All’improvviso, una bidella bussa alla porta, facendo cadere nell’aula il più religioso silenzio:
-Scusate tanto, ma sono le sette e mezza, e la scuola avrebbe già dovuto chiudere da un’ora…
[NdG: si resta ammirati e pressoché sconvolti di fronte all’idea di una bidella che entra in un’aula dicendo “Scusate tanto”. È tuttavia presumibile che si tratti di una licenza poetica]

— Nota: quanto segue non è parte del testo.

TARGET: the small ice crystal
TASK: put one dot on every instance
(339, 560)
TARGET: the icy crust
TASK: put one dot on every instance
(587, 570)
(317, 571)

-Oh perbacco!-, esclama la Fiorello.
-Accidenti!-, fa eco la Selli.
-Così tardi!-, aggiunge l’Ivani.
-Bene!-, esclamiamo all’unisono la mia collega Eleonora F, il professor Boni e io, -avremo modo di continuare la discussione in un prossimo consiglio di classe.
-Tra cinque mesi…-, sospira la professoressa Fiorello, profondamente avvilita, -e non abbiamo neanche toccato gli argomenti più problematici della vostra sezione!
Nel frattempo, io ho già indossato il mio cappotto, mi sono già avvolta nella sciarpa, ho già salutato educatamente tutti e ho già trascinato la mia collega fuori da quel girone infernale, anche perché il caldo dei termosifoni, così vestita, mi è diventato assolutamente insopportabile.
Il consiglio è sciolto, l’animo è sereno e la notte è giovane.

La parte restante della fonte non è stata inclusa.